92/96 D Hammer Spring
Item # HS-001 $5.00

Competition Hammer Spring
Item # HS-002 $5.00

Blue Steel Guide Rod
Item # GR-001 $25.00
-------------------------------------
S&H $6.00
=============================
TOTAL $41.00*


----------



## BROBS (Feb 23, 2011)

steel guide rod makes no difference IMO.

you also ordered a stock hammerspring and one for the .22cal conversion kit :mrgreen:


----------



## Shipwreck (Jan 26, 2006)

The steel guiderod will not do anything for accuracy. And honestly, the wight difference won't matter either.

Some guys just do not like plastic guiderods on metal guns.

The plastic ones actually don't really need lubrication, like the metal ones do.

Also, I have ordered parts and skeleton hammers from Olhasso before. But, I buy my D springs from Brownells. A "D" spring I got from him was as heavy as a stock spring, and was even longer than the factory spring. He insisted that it was a D spring and would not discuss the matter further. So, I don't risk the springs from him anymore.

But, more than likely, you will be ok.


----------



## rhodco (Feb 10, 2012)

I like to tweek mine for the +P loads. I got a variety of springs from Wolff Gunsprings in different weights to experiment with.

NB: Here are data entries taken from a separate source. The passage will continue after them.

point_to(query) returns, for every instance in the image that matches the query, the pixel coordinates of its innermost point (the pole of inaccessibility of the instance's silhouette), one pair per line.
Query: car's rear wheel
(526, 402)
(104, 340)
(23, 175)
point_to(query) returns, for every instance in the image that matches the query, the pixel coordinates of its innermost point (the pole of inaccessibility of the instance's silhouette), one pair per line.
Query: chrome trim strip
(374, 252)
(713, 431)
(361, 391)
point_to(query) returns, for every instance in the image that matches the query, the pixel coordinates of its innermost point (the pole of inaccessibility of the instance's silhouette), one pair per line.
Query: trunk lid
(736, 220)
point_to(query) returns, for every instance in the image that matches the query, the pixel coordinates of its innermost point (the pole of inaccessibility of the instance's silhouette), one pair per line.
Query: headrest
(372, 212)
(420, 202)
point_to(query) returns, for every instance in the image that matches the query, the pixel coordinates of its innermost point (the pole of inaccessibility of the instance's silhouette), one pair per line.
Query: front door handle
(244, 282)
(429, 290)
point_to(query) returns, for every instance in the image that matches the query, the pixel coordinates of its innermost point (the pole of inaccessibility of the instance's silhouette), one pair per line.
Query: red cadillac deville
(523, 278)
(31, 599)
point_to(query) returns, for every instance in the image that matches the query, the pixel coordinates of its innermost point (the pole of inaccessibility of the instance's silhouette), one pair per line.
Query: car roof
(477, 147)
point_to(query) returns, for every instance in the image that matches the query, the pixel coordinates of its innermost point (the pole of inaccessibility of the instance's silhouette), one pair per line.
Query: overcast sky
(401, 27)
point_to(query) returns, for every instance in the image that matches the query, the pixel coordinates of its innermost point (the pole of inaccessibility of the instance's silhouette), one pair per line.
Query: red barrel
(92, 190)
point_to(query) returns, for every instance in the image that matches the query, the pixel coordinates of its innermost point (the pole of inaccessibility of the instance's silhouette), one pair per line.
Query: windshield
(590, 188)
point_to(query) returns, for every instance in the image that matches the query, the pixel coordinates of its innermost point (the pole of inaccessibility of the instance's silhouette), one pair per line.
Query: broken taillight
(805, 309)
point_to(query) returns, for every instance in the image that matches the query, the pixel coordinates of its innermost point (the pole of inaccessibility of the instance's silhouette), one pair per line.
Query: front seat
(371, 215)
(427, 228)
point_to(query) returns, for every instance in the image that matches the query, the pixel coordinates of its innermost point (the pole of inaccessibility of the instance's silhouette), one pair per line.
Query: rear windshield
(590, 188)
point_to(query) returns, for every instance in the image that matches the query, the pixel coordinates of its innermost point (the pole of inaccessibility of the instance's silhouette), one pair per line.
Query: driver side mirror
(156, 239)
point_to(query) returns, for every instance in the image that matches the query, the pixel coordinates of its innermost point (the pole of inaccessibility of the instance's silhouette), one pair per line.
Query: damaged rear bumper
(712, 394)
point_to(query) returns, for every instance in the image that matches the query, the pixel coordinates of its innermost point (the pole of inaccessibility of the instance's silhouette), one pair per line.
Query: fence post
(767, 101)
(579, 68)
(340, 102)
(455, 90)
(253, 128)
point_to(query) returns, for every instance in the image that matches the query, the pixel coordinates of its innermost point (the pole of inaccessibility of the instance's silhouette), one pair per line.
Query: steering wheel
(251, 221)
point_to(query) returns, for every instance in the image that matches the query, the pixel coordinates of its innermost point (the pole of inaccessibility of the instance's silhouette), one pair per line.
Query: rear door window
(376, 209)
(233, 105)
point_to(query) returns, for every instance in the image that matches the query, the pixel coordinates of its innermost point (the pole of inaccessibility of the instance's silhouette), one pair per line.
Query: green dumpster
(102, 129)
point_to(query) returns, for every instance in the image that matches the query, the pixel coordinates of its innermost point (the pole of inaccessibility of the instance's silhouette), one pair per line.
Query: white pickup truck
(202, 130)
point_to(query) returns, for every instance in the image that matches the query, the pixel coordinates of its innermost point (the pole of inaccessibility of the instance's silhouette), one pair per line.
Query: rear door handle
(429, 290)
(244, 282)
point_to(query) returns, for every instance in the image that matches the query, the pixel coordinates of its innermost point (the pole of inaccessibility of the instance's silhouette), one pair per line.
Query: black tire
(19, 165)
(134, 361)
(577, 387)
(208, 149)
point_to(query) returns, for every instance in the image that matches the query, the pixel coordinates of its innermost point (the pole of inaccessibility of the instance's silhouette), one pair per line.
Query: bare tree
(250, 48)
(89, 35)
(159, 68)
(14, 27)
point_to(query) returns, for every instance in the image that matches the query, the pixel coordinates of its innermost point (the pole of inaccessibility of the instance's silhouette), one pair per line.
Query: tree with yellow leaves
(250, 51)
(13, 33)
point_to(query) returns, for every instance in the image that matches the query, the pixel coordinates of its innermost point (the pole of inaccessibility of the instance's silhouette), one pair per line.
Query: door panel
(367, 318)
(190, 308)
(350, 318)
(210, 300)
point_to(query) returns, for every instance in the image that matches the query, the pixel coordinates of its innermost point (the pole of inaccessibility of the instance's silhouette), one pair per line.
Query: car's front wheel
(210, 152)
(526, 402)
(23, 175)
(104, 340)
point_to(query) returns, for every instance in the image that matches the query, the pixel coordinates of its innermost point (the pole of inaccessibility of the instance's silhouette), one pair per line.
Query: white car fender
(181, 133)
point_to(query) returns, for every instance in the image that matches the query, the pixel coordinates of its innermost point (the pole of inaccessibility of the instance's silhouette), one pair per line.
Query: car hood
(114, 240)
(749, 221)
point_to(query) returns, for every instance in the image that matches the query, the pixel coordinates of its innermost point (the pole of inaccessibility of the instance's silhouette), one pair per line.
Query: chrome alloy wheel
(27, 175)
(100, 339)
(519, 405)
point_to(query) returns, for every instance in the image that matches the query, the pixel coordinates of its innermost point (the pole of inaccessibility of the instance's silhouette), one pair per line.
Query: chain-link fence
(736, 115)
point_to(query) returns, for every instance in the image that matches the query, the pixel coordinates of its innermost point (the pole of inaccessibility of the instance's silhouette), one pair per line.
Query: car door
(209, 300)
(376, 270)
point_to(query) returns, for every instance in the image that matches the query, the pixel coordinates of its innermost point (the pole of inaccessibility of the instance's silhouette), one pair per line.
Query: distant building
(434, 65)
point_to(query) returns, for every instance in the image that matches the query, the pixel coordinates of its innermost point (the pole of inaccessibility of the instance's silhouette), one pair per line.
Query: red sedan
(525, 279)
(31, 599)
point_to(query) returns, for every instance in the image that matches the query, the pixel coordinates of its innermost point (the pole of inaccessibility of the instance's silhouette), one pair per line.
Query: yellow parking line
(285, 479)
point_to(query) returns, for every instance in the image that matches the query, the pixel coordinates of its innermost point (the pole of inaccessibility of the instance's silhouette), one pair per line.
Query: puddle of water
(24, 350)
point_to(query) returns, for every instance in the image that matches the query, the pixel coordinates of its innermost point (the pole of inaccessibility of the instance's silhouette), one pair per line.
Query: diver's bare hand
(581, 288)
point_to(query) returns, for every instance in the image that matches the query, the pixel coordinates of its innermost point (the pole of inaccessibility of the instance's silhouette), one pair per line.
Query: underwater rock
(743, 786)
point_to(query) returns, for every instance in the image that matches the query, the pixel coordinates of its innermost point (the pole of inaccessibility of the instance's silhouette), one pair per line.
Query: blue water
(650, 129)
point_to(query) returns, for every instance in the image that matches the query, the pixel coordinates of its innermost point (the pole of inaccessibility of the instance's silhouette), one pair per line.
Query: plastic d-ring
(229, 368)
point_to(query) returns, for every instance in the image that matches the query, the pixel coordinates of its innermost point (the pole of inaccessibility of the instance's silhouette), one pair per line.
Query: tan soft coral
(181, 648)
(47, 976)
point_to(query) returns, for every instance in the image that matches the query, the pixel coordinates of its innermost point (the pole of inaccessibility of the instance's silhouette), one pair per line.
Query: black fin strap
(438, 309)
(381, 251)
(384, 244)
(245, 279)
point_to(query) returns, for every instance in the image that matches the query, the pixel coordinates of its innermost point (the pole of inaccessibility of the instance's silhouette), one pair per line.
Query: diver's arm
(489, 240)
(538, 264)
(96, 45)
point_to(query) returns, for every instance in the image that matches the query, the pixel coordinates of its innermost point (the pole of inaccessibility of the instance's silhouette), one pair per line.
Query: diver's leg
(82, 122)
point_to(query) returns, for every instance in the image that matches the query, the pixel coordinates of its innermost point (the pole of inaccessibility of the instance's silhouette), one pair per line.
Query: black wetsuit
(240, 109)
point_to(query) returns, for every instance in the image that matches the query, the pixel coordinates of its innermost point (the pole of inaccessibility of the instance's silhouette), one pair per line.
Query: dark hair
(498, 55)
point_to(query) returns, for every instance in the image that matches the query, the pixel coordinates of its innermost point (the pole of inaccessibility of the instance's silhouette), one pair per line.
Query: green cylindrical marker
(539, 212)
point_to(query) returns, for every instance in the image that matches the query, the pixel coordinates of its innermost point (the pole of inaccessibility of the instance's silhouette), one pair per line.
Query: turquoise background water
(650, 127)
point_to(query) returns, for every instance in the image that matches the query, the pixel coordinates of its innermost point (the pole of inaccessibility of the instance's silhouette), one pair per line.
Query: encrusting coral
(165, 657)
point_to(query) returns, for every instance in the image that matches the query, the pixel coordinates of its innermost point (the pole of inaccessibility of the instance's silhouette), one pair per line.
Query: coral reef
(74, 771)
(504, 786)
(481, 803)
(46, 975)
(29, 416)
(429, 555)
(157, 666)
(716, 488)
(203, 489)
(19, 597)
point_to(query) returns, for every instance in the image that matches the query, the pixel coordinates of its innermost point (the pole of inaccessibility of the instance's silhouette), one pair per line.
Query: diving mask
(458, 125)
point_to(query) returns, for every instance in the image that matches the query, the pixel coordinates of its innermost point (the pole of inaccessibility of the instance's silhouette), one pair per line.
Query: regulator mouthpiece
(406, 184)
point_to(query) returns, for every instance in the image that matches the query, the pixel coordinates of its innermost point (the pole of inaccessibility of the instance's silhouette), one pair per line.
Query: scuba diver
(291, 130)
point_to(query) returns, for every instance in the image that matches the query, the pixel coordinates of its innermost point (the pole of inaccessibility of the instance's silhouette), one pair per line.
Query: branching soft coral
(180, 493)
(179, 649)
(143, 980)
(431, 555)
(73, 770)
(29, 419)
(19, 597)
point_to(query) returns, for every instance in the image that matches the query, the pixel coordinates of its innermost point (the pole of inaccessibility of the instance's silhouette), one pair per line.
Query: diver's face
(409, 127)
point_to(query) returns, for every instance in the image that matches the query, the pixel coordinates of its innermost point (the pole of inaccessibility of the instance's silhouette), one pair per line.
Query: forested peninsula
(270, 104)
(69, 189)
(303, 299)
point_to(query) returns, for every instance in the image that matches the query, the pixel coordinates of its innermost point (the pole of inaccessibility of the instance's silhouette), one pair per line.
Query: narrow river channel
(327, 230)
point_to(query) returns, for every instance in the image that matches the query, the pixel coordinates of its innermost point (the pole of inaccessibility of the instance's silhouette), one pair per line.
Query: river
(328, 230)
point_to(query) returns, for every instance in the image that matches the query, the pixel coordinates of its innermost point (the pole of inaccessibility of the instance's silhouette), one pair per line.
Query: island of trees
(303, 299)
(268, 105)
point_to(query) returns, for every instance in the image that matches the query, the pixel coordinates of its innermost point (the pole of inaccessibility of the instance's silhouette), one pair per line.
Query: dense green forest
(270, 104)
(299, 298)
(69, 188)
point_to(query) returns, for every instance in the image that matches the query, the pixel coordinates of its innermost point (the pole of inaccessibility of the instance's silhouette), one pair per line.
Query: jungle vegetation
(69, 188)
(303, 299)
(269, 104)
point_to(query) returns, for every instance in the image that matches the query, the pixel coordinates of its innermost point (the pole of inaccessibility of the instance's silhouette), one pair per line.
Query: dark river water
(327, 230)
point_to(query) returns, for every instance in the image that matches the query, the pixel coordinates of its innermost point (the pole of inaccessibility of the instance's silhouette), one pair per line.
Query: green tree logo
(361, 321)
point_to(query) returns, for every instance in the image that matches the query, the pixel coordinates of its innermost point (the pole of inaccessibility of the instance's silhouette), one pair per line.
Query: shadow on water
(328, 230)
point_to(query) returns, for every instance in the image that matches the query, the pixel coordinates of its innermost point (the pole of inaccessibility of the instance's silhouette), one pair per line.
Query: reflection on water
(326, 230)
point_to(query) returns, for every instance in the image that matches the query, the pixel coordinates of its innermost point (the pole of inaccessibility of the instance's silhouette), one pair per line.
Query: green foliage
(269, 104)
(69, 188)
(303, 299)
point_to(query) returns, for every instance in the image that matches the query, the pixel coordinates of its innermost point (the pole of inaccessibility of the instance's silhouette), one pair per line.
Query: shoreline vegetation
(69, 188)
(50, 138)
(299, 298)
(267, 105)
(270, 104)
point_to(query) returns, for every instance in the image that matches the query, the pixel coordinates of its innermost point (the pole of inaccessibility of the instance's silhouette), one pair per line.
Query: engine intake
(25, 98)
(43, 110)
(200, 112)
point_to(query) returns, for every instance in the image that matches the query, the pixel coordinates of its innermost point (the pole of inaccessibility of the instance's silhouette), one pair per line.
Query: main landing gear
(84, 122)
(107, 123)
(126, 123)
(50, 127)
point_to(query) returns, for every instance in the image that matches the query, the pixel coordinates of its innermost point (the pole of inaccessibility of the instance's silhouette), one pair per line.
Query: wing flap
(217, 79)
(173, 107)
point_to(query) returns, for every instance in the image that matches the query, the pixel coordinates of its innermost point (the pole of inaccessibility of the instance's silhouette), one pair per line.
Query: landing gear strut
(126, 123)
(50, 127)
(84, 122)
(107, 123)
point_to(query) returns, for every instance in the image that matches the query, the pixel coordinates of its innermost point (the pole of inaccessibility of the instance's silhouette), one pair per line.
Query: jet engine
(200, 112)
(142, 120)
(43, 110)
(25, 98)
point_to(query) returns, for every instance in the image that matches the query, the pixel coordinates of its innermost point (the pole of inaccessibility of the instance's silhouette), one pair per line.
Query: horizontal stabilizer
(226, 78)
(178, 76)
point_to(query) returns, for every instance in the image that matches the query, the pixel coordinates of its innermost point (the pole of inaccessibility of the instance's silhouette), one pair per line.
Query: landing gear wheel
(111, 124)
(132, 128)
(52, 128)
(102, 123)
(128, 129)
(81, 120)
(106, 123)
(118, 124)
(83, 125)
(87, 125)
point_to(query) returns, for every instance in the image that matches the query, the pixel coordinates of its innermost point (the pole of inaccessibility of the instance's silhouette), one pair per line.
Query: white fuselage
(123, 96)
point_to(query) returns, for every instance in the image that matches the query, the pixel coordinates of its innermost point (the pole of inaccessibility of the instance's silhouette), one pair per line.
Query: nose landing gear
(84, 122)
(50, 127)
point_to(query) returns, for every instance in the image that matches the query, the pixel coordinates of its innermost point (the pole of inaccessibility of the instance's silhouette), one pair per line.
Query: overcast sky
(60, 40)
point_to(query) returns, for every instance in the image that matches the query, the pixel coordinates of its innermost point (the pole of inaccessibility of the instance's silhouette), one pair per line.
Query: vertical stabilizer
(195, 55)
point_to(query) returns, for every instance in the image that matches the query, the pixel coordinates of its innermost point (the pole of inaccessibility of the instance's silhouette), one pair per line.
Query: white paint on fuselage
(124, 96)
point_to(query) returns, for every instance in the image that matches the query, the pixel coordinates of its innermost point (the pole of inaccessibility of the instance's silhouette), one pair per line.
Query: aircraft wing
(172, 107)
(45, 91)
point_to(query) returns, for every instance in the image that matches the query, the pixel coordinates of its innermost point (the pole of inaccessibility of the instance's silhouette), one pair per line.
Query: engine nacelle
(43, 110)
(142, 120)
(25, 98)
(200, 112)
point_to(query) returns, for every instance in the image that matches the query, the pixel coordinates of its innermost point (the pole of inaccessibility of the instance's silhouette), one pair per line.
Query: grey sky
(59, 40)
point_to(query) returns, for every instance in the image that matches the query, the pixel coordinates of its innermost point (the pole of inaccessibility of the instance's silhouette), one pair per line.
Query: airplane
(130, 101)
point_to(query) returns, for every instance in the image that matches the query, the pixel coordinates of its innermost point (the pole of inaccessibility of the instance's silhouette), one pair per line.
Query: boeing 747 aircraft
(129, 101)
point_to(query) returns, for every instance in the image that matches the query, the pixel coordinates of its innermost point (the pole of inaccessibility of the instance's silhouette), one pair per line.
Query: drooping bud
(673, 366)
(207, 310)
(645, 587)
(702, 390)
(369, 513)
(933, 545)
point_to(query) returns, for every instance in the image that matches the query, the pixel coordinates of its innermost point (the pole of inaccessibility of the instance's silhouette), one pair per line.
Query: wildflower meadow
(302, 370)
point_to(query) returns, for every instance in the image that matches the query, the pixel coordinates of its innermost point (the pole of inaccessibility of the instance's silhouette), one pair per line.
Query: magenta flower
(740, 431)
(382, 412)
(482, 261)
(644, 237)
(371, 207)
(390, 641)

Springs for BERETTA 92, 96, AND CENTURION Semi-Auto Pistols

Right now I'm running with the 18lb. recoil spring (factory is 14lb.) and the 18lb. hammer spring (factory is 20lb.) and it feels about as perfect as I think I can get it without compromising reliability. Also did some polishing of the friction points to smooth it out.


----------



## denner (Jun 3, 2011)

[I run a Wolff 14lb recoil spring in mine.


----------